5.3.1 Statistical analysis of the synchronous and asynchronous implementations

Since we are dealing with non-deterministic algorithms, we do need a section to discuss the statistical relevance of the results. Table 12 shows a statistical comparison between asynchronous and synchronous implementations based on the energy consumption values obtained from both versions, by using the Wilcoxon’s signed-rank test. Wilcoxon’s test makes individual comparisons between two algorithms (pairwise comparisons) and aims to detect significant differences between them. The p-value in a pairwise comparison is independent of another one. The results are considered significant when \(p<\) 0.01.

Table 12 Statistical comparison of the synchronous and asynchronous dGA, by using the Wilcoxon’s signed-rank test

The results clearly show that both versions have a different energy consumption behavior when being executed over a different number of cores. This outcome also proves our previous results in Table 10, so now we can claim that the asynchronous implementation has a different energy consumption behavior which is more efficient than the synchronous implementation.

6 Conclusions and future works

In this article, we measured and analyzed the energy and time consumption behaviors of GA and dGA, two important paradigms of optimization, search, and learning algorithms. We used different problems (varying in characteristics of the search space and fitness function complexity) over a varied number of cores and dimensions to expose the potential behavior of the algorithms.

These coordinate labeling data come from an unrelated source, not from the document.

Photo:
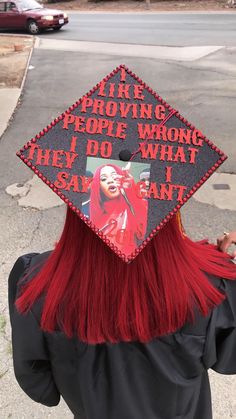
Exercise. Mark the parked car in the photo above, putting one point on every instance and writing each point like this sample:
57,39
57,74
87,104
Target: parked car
30,15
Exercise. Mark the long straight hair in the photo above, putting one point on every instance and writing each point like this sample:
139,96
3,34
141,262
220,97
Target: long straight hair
90,293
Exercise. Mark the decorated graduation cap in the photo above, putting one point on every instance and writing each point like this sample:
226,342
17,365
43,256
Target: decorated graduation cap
123,159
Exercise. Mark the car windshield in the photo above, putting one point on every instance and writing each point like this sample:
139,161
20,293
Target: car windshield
29,5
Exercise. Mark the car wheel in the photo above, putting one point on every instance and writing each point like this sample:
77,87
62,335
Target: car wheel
33,27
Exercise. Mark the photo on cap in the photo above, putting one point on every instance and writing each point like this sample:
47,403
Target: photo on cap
118,206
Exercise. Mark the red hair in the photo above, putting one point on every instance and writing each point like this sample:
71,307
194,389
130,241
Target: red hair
89,292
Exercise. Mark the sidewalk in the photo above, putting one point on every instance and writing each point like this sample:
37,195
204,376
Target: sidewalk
13,70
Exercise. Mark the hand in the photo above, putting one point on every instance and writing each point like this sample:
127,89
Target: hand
225,241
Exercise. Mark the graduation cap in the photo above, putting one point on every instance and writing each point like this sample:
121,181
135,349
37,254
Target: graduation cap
123,159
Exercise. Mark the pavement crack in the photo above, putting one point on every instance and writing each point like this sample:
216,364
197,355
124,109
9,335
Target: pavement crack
198,68
36,229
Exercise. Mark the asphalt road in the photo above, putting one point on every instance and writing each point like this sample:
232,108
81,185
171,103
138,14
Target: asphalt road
172,29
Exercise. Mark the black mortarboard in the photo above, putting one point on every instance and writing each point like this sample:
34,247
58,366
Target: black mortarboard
123,159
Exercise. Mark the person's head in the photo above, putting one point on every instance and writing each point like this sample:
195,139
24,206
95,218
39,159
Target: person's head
109,182
90,292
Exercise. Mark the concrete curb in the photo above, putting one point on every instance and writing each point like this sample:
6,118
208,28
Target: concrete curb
150,12
13,94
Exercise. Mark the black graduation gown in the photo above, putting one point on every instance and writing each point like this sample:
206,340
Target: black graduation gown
164,379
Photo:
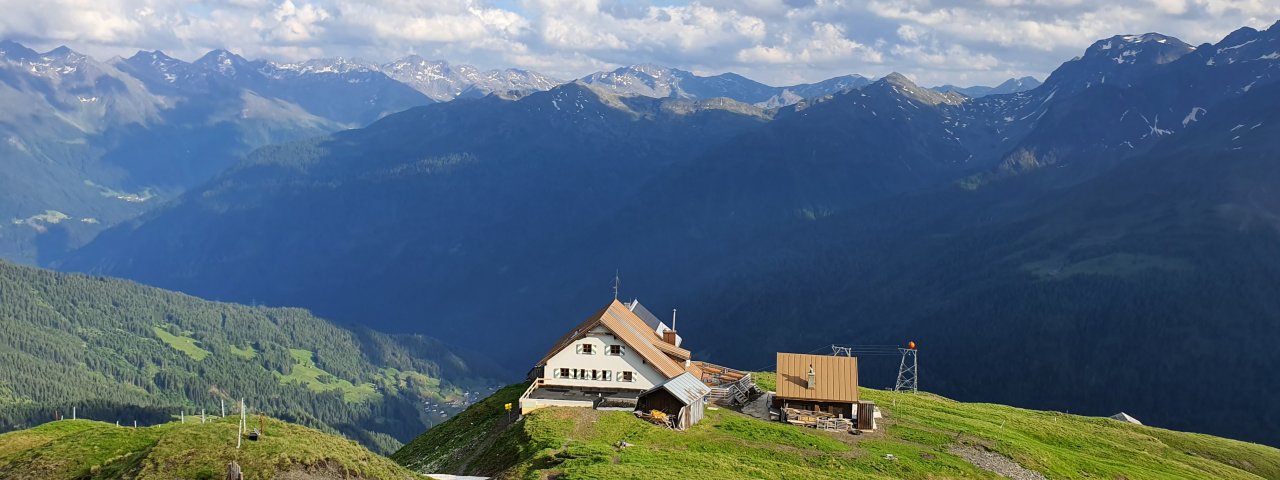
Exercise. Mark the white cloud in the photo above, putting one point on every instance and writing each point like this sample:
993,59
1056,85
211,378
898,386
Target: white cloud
778,41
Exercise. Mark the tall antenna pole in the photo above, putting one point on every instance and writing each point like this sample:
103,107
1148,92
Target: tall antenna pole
908,370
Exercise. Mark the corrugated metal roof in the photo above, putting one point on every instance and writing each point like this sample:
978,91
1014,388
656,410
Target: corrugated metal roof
644,314
631,330
686,388
835,378
649,319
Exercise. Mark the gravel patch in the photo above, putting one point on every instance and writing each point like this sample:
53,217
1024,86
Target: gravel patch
996,462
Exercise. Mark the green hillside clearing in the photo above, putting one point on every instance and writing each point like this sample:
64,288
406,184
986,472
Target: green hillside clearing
922,437
91,449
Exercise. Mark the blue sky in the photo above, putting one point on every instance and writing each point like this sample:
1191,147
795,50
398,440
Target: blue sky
775,41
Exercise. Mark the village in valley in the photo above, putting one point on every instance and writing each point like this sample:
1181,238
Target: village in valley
625,359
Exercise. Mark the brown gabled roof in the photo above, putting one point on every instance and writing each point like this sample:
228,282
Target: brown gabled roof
836,378
634,333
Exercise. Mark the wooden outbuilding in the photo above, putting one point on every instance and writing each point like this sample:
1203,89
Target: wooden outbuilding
817,383
682,398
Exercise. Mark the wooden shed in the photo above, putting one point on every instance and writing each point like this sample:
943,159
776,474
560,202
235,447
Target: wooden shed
682,398
817,383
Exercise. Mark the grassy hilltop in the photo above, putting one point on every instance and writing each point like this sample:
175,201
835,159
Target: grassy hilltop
927,437
92,449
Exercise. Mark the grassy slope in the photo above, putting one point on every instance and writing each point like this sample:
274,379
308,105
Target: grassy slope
918,430
91,449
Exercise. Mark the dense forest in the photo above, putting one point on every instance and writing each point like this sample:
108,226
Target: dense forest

We observed that the energy consumption of problems varies according to many factors, such as the size of the problem, fitness operator complexity, and parameters used.

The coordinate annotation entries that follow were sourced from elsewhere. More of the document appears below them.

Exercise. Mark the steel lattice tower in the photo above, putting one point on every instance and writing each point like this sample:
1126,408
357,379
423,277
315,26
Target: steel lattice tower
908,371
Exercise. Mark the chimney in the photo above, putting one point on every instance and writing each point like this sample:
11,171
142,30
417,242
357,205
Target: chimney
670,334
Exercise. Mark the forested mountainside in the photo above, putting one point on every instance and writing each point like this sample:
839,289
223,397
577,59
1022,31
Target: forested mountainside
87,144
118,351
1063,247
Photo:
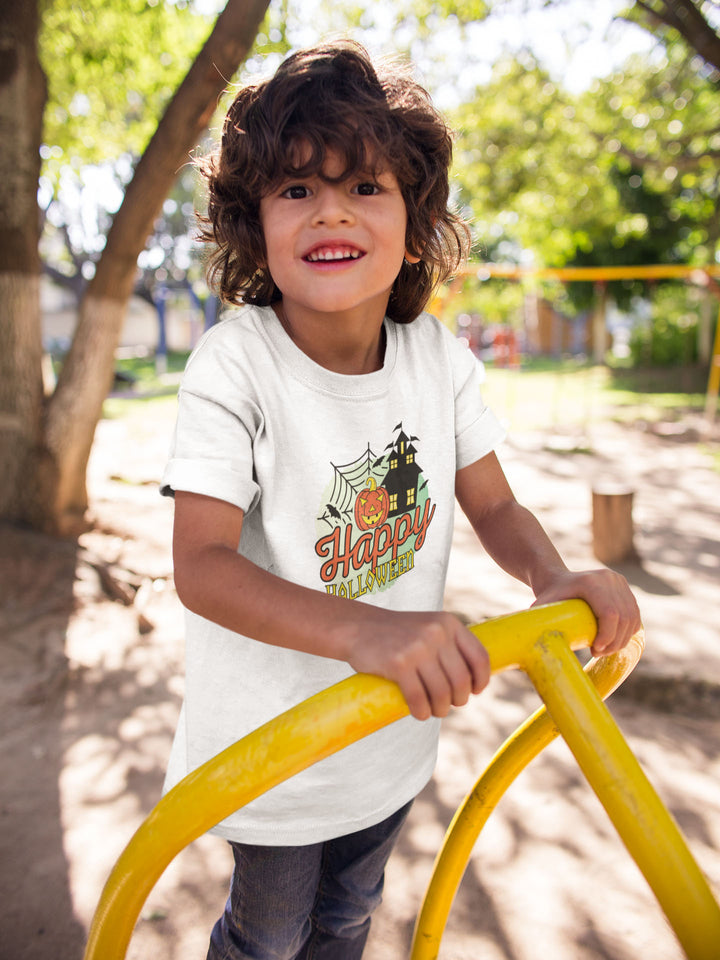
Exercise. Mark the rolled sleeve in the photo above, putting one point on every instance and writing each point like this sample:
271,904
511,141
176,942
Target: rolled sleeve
211,453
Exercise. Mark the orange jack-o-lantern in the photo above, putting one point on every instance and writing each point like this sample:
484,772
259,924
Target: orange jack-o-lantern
371,506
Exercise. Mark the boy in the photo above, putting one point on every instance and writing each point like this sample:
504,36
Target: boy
323,433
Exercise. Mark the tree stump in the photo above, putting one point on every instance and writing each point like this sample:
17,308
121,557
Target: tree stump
612,523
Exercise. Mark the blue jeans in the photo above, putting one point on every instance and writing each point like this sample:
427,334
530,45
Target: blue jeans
305,903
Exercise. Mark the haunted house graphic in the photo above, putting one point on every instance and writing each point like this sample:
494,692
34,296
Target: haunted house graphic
403,473
374,518
394,474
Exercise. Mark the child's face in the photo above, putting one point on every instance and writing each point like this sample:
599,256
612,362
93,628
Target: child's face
335,248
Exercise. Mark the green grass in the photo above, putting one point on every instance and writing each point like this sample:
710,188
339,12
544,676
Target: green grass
546,394
543,394
138,381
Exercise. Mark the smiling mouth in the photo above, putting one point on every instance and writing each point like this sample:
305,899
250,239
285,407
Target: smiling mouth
333,254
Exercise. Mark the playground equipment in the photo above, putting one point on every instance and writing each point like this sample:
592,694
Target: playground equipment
539,641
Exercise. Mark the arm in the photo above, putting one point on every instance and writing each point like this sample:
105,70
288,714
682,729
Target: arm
516,541
434,659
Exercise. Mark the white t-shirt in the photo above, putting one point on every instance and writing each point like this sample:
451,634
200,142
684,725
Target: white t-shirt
347,484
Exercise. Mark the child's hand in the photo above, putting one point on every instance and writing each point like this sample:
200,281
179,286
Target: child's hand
611,600
434,659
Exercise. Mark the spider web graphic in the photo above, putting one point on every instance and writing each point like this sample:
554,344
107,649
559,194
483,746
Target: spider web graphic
348,480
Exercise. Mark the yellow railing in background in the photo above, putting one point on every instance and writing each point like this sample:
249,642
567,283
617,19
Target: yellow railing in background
539,641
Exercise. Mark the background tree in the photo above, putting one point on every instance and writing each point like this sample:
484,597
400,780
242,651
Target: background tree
44,449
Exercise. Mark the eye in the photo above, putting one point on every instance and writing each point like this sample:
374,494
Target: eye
296,191
367,189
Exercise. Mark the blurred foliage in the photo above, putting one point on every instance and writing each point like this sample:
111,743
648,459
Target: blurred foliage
627,172
669,337
111,67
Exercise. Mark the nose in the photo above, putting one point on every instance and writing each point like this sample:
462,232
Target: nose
333,205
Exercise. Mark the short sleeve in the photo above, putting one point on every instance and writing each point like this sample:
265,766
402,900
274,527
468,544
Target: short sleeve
217,422
477,429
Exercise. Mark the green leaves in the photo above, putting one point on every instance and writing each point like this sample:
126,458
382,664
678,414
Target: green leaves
111,68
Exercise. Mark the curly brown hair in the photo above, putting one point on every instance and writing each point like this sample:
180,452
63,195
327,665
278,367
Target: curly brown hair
331,97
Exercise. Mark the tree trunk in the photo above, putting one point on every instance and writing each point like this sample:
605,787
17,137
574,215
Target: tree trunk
22,100
76,404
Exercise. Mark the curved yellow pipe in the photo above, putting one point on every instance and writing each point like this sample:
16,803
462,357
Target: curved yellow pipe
341,715
276,751
530,739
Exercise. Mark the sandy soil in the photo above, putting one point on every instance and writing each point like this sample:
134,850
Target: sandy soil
91,683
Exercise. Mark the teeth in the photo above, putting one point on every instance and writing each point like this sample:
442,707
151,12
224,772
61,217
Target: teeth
333,255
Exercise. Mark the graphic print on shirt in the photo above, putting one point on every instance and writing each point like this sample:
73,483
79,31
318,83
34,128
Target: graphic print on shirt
374,519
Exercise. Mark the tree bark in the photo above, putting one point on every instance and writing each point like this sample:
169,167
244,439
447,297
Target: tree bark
86,375
22,100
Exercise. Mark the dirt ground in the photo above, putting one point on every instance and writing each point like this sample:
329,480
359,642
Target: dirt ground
91,683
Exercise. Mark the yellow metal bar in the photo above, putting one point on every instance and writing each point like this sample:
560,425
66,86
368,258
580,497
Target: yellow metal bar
530,739
642,821
340,716
511,271
283,747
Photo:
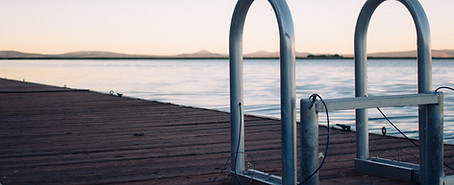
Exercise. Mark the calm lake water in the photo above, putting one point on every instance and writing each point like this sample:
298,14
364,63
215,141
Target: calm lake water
205,83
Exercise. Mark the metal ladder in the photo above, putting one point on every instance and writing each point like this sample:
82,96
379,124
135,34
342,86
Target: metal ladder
430,167
288,93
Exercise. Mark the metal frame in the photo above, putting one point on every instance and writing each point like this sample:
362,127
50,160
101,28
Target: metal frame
430,132
288,90
429,174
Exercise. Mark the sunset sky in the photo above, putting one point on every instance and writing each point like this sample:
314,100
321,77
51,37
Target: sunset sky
186,26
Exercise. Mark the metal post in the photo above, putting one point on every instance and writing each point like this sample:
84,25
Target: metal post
236,85
288,89
309,142
424,63
424,77
362,25
431,149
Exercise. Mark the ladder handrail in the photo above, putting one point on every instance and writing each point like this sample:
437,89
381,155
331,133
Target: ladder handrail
424,60
430,134
288,87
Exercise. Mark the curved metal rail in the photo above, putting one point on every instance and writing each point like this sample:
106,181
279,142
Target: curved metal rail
288,92
430,134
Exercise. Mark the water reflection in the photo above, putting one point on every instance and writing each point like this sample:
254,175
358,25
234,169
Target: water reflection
205,83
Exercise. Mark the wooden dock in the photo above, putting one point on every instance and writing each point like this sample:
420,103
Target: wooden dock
52,135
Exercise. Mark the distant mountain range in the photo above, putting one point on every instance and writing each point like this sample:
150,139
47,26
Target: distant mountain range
207,54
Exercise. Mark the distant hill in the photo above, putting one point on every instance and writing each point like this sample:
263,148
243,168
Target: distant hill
17,54
100,54
205,54
202,54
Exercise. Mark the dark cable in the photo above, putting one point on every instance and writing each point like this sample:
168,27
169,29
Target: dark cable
314,97
395,127
389,121
444,87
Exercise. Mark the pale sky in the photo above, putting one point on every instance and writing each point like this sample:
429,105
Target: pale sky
186,26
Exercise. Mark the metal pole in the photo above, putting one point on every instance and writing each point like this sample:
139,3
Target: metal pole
431,162
362,25
309,142
430,135
288,89
424,77
236,85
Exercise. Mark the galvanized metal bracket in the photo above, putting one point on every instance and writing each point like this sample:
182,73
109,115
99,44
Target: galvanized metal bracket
375,166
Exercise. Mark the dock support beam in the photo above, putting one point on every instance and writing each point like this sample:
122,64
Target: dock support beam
288,89
430,124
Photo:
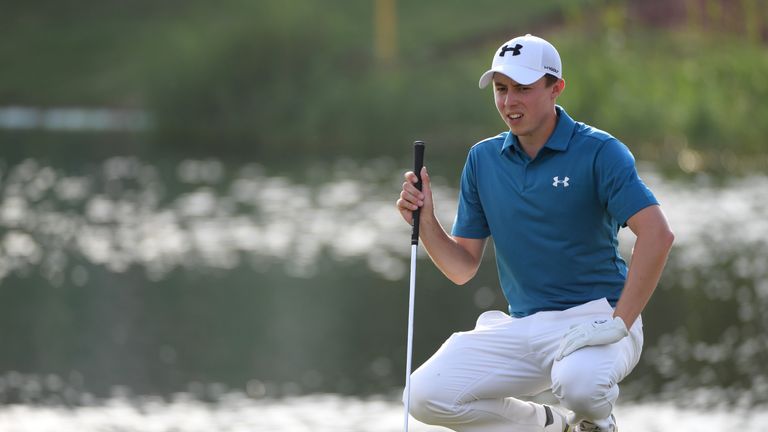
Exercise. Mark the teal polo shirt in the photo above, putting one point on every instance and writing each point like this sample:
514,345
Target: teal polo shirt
554,219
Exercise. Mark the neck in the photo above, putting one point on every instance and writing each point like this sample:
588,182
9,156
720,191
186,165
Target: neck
533,143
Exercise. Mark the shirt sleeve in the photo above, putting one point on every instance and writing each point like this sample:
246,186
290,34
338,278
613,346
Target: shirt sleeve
470,219
620,188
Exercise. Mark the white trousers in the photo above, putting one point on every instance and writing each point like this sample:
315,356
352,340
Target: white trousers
471,384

For the sequential GA, the fitness and genetic operators consume most of the energy and time, while the rest of the algorithm operations (housekeeping) do not take a significant amount of energy in most of the scenarios. The fitness operator of the expensive problems controls the energy and time consumption behavior of GA since other GA operations have the same implementations (not problem dependent). Mutation came out as the most consumption component in four of the problems of the study. Mutation scored higher energy consumption than crossover in all of the problems of the study. Moreover, the analysis of the relation between problem size and energy consumption reveals that the energy consumption percentage consumed by GA operators is varying with the change of the dimension. We remark that these percentages will not ever be the same on any laboratory experiment, but they are machine and problem settings dependent. With the previous conclusions, we could answer and justify RQ1 (energy consumption of the GA components) and RQ2 (impact of the problem dimension).

With respect to dGA, the results clearly point to a higher efficiency of the asynchronous version (time and energy), what we noticed for all numbers of cores. The statistical analysis did also confirm their different energy consumption profiles. We want to remark that the optimal energy consumption in the dGA configuration happened when using a number of islands equal to the number of cores. These conclusions conclusively give answers to RQ3 and RQ4.

For future works, we will expand our study to include other trajectory-based and population-based metaheuristics. We will analyze the energy consumption of such techniques to solve problems in smart cities domain. Finally, we plan to provide a general framework for designing efficient and energy-aware metaheuristics.